To calm himself, he told himself that he was ready to grovel on his knees in front of his father-in-law to get back his divorced wife. He would ask his Lord for mercy, and say to Aisha, “I have brought you back to my authority as your husband.” And his father-in-law would say to him, “Take your wife, Awni, my son, and return home. May God guide you both.” Then he would take her hand, which would tremble with her desire. He would take their child, Saeed, in his arms—a child cleansed by his words, and by his rejection of divorce, from the rumor that had clung to him all his life. Then he would take them both back to Khan Younis.

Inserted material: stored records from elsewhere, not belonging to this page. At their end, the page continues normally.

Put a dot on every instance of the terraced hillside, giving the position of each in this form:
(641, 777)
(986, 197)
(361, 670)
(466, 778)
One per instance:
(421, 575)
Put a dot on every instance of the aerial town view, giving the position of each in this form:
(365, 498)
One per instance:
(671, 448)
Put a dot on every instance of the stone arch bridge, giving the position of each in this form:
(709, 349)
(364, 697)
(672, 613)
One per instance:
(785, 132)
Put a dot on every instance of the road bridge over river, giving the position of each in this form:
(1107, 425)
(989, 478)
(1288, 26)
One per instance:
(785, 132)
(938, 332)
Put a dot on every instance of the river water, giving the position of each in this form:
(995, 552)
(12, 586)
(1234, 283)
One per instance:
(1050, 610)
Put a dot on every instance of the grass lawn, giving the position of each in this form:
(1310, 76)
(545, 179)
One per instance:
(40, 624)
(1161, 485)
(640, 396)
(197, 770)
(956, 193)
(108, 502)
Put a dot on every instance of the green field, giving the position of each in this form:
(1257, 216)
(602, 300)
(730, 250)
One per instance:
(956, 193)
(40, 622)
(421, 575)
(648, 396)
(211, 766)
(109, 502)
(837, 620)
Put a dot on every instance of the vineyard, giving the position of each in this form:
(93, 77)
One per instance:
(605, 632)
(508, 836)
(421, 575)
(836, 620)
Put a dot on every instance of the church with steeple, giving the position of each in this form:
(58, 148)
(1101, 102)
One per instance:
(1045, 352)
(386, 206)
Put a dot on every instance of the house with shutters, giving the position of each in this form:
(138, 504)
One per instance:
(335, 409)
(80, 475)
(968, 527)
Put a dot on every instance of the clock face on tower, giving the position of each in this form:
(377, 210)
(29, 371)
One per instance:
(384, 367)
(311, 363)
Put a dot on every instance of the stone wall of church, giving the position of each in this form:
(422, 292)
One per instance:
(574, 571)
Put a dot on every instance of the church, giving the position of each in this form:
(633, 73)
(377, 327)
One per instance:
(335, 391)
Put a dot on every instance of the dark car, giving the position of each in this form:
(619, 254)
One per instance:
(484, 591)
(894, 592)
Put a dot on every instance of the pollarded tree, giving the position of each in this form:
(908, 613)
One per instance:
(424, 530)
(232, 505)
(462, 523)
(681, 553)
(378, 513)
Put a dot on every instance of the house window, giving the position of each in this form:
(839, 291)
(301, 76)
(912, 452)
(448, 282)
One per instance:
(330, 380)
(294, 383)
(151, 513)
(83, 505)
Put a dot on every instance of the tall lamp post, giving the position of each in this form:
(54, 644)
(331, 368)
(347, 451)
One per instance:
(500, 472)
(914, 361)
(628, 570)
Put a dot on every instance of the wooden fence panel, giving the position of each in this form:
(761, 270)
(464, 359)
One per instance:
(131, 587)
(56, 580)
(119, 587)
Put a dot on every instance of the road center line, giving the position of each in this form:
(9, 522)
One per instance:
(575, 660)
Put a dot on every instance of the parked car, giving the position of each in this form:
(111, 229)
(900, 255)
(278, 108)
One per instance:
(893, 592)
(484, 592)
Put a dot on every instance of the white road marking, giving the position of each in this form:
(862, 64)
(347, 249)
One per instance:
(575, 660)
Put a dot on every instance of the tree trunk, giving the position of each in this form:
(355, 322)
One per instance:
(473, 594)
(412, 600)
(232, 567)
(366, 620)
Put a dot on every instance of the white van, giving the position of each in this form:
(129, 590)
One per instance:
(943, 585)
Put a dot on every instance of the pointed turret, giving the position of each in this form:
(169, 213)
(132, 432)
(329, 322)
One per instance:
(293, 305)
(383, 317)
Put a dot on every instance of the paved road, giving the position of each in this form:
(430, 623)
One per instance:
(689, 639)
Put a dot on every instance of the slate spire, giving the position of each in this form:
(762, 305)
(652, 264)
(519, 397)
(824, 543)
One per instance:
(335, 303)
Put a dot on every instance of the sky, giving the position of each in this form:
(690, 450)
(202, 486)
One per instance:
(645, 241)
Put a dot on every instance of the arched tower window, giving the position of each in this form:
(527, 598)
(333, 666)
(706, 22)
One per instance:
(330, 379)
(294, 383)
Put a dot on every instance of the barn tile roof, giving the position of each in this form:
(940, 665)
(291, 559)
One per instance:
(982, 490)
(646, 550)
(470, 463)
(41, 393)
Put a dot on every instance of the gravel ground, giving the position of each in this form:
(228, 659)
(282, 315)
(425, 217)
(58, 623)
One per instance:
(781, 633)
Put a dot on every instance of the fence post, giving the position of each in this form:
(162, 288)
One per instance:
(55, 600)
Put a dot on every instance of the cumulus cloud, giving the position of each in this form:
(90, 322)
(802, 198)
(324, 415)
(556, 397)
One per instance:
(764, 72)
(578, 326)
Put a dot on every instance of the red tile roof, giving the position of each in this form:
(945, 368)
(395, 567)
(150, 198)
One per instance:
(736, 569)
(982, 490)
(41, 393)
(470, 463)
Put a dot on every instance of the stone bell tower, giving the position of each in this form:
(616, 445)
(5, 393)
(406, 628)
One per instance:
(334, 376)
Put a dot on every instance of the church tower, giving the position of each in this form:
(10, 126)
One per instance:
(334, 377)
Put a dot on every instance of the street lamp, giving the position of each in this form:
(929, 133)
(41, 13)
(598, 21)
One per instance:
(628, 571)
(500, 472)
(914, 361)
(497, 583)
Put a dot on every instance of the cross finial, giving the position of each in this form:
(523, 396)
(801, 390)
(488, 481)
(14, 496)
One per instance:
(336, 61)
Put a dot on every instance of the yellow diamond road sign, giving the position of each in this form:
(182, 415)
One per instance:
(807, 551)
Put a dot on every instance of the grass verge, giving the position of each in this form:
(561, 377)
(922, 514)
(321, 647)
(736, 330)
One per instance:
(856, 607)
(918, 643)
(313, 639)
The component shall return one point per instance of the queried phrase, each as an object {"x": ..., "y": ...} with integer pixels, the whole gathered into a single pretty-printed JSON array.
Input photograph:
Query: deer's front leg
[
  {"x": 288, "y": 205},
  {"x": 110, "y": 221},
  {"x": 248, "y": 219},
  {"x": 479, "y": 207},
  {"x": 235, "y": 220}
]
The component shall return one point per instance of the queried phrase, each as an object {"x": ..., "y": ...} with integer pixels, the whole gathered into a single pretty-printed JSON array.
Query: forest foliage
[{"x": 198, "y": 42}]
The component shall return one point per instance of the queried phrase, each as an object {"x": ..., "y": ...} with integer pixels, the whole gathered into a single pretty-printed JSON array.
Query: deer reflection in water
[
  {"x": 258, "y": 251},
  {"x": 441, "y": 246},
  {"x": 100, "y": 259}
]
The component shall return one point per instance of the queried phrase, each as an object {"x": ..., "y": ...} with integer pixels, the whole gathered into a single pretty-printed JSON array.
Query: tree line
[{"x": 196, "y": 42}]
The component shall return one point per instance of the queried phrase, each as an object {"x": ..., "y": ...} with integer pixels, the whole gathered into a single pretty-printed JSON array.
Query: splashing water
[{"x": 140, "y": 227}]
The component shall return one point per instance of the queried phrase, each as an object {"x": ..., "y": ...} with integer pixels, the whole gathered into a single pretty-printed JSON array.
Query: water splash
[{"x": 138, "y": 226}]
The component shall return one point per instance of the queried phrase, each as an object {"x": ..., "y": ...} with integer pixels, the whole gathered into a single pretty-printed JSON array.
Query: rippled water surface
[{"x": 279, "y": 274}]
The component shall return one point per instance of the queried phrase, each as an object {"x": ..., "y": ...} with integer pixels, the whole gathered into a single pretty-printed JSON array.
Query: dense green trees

He passed the butcher’s shop belonging to Bashir al-Fahmawi (Abu Umar). He greeted him and asked him to lend him a knife, which he said was to slaughter a sacrificial sheep. Abu Umar lent him the knife, but when he reached his father-in-law’s house, Awni didn’t ask his wife to gather her clothes, pick up the child, and come back
to their house in Khan Younis. Instead, he stabbed her and killed the child in a way that even the police who arrived later had never come across before. The details of the crime were too horrific to be released. Awni was arrested, and a medical examination showed that he was insane, so a week later he was sent to the Khanka Psychiatric Hospital in Qalyubia in Egypt.
That incident had remained a powerful marker in Mahmoud’s life. The tragedy of his nephew Fayiz never left him—a young boy who grew up with a dead mother, an insane father, and a brother killed by his father because of a rumor.
The Remainer had never imagined that his brother Awni would be the first Palestinian to honor the psychiatric hospital in Qalyubia with his presence. Indeed, he would become something of an ambassador in the hospital, anticipating the appointment of the first Palestinian ambassador in Cairo by decades.
At any rate, Awni wouldn’t be there to receive Mahmoud in Gaza, to rejoice at his return, embrace him, and cry on his shoulders as he used to when his father beat him as a miserable young boy.
Mahmoud himself had sometimes had cause to beat his own son, Filastin, who had inherited his features, habits, and nature from him, as well as a lot of his stubbornness—indeed, he surpassed him in it.
Filastin often told the story of a particular incident which reminded him of his superiority:
One morning, I had an argument with Adil, our neighbors’ son, over who should captain the Taba team in the quarter, and we came to blows. Adil insulted me in a way that was a slur on my father. “Why should you be our captain, you son of a laundryman?” he asked me, looking at me in a provocative way before running off. My blood boiled, and I could feel it almost bursting my veins. I picked up some stones from the ground, threw them, and hit him on the forehead. He started bleeding at once, and I could see blood flowing from between his eyes as his screaming grew louder. I was afraid he’d collect the whole quarter together around me, Jews and Arabs alike, so I fled toward Lydda station and didn’t go back home until after sunset.